The Hotelier are definitely one of those bands who'll always invoke commentary on the emo revival. Home, Like Noplace Is There was a main reason why a couple years ago. And Goodness will certainly continue to incite that conversation, for those willing to drag it on. The Hotelier, however, manage to smartly keep their distance from the debate and just stick to making emotive, moving music. As I fell in love with "Your Deep Rest" in 2014, it's safe to say those like-minded will find quite a few tracks to gravitate towards here. Is it the best in their catalog? Sadly, no. But as expected, it's profound enough to keep me more than vested in a band that doesn't seem to ever take their foot off the gas.

The themes bouncing around on Goodness are all too familiar. Christian Holden's clean-cut vocals continue to touch on personal growth, transformation, loss, missing loved ones and moving on. The record is steeped heavily in the damages we sustain in life and how we should appreciate the short time we have. So many of the songs bask in the warmth with mid-tempo strumming glossed over by the shimmery sections we're accustomed to from these guys. "Piano Player" is a prime example of this. It propels a lot of the messages and melodies that spill over from the last record and which I must point out, have a few crafty interludes. Spoken word, acoustic breaths and pianos separate the heavy content on tap -- and are going to be a hit or miss. No in-between. "Goodness Pt. 2" also indicates earlier on that the record's minimal, with its rhythm driven by percussion. I like that The Hotelier don't feel the need to overdo it on the technical aspect of things and even when they do, it fits.

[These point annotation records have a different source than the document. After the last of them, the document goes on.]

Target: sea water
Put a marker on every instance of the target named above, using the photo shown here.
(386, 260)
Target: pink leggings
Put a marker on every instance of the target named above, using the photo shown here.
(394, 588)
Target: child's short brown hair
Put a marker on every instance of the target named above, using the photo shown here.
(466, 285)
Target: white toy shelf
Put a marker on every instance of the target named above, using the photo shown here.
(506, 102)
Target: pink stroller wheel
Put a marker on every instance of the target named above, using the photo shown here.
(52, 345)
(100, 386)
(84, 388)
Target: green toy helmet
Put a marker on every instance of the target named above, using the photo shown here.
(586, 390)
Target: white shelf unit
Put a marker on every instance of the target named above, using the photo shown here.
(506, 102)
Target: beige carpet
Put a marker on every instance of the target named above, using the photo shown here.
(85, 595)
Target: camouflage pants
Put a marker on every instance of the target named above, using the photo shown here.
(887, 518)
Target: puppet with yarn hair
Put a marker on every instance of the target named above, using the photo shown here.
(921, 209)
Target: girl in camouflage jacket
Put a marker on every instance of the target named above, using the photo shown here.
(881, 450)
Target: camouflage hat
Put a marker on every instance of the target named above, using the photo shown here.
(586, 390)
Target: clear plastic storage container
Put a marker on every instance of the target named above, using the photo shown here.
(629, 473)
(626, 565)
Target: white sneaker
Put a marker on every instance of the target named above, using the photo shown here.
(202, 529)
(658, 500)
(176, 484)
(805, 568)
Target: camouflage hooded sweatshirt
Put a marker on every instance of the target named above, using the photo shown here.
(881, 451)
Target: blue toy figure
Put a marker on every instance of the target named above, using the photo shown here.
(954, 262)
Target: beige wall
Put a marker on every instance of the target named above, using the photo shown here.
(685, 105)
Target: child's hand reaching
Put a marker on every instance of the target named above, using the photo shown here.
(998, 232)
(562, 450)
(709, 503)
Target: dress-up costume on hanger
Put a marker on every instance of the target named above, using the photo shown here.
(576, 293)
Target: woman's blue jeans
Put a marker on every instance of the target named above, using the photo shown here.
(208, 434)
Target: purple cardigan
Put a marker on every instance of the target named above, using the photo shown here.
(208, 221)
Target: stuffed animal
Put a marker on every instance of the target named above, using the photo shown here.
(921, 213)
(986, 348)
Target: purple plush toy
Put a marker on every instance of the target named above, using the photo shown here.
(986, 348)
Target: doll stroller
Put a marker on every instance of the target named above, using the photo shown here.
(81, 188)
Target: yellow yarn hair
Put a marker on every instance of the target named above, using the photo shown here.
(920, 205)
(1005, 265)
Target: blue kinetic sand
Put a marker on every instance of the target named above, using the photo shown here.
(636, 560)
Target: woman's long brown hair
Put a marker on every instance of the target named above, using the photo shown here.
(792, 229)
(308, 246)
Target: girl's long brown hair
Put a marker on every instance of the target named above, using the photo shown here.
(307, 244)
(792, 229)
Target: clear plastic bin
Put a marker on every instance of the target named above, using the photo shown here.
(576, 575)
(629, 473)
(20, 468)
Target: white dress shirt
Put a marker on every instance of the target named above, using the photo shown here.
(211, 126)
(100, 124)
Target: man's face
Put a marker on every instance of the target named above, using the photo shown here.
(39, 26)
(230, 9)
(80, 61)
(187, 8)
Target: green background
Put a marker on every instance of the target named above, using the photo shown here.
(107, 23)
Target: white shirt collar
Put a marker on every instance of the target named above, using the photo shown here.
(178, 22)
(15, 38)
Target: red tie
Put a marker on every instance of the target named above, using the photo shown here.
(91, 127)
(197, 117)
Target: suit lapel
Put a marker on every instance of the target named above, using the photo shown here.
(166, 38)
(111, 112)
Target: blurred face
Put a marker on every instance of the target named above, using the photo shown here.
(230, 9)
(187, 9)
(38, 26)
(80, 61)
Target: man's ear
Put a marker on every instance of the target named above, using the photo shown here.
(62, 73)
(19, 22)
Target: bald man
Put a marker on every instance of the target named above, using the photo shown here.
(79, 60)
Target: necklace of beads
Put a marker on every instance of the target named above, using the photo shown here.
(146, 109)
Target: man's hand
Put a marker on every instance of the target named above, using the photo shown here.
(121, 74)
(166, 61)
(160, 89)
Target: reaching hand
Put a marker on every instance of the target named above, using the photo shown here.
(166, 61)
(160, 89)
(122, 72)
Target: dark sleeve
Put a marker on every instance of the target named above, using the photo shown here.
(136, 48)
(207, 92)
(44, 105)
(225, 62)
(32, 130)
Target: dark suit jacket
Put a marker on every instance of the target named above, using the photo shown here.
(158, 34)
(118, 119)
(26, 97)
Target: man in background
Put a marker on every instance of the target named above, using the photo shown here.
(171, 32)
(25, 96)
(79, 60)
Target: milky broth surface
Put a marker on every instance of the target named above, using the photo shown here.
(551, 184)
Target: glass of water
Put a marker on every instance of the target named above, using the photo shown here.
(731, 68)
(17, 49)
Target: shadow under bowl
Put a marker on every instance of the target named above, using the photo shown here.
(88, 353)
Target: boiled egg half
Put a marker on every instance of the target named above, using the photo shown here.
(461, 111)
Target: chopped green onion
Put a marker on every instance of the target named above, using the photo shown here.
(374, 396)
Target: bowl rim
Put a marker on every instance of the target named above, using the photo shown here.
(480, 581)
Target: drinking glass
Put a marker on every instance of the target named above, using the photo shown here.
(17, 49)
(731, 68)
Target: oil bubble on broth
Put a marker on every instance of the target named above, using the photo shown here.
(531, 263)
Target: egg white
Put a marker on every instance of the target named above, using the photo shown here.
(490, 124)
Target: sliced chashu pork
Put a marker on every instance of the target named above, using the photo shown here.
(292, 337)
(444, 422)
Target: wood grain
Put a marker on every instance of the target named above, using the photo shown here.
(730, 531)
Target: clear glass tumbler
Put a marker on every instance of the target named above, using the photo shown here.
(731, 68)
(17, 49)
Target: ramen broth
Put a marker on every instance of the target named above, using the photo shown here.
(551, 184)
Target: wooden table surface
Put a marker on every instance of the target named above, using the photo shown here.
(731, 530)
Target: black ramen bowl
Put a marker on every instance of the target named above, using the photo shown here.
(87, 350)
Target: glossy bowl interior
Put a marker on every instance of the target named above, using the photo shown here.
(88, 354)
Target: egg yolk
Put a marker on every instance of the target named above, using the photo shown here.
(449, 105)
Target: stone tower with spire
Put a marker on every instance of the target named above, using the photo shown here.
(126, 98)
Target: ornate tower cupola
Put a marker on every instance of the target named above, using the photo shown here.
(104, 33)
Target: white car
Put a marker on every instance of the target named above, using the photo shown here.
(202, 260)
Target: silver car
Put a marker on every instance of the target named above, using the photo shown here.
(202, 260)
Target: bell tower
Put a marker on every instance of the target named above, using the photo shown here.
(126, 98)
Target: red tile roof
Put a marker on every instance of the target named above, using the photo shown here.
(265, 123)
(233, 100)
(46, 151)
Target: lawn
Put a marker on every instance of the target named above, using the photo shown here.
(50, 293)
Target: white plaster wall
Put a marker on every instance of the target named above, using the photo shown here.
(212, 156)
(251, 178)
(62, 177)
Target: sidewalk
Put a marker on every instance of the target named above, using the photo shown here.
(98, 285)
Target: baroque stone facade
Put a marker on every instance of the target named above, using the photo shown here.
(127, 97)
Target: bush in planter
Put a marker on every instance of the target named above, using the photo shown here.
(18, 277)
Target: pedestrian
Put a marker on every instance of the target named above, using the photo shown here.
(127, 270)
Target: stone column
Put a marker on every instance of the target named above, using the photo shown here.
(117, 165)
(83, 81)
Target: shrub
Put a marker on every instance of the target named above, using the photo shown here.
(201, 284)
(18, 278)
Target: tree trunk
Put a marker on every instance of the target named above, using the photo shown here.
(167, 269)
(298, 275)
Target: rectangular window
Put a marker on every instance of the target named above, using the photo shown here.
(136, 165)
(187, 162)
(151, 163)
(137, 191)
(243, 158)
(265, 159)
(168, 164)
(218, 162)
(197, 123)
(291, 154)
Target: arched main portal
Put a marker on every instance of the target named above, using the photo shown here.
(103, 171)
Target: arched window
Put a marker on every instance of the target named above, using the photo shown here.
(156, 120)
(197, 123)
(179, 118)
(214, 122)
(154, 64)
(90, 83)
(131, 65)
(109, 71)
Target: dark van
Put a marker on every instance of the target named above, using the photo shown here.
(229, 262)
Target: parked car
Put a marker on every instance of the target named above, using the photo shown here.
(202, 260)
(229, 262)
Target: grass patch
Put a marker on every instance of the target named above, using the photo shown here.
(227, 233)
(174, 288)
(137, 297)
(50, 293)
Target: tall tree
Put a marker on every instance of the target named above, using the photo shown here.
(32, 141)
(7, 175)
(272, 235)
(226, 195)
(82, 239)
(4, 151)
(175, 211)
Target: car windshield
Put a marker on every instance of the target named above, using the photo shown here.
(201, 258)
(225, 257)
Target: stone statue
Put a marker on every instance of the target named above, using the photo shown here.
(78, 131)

That said, most songs linger too long in the mid-tempo area which hurts the record. I think dirtying the production up, going louder, taking a few screamo risks would have lent more to what they're saying. They don't feel as dynamic as I anticipated. "Two Deliverances" though, shakes things up slightly with its warm and breezy '90s alternative feel while "Settle The Scar" unravels in a manner that fans of Tiny Moving Parts, Sorority Noise and Annabel would appreciate. "Opening Mail For My Grandmother" joins the pack with a structure that reminds me a lot of Into It. Over It's "No Good Before Noon" and all these are the bigger wins on tap. These all point to the band paying homage, not just to musicians and songwriters of old, but to the current wave within their genre. They ape their contemporaries here but add enough of their own spin to get you involved. And keep you knitted in. The closing few tracks aren't as strong as I envisioned but overall, Goodness hits the majority of marks it aims for. Interested to see where they go from here given that this release was supposed to be a joint one with Collect Records. Until 'Pharma-bro' fucked it up, that is. Who knows? Maybe The Hotelier has a rougher edge for the future.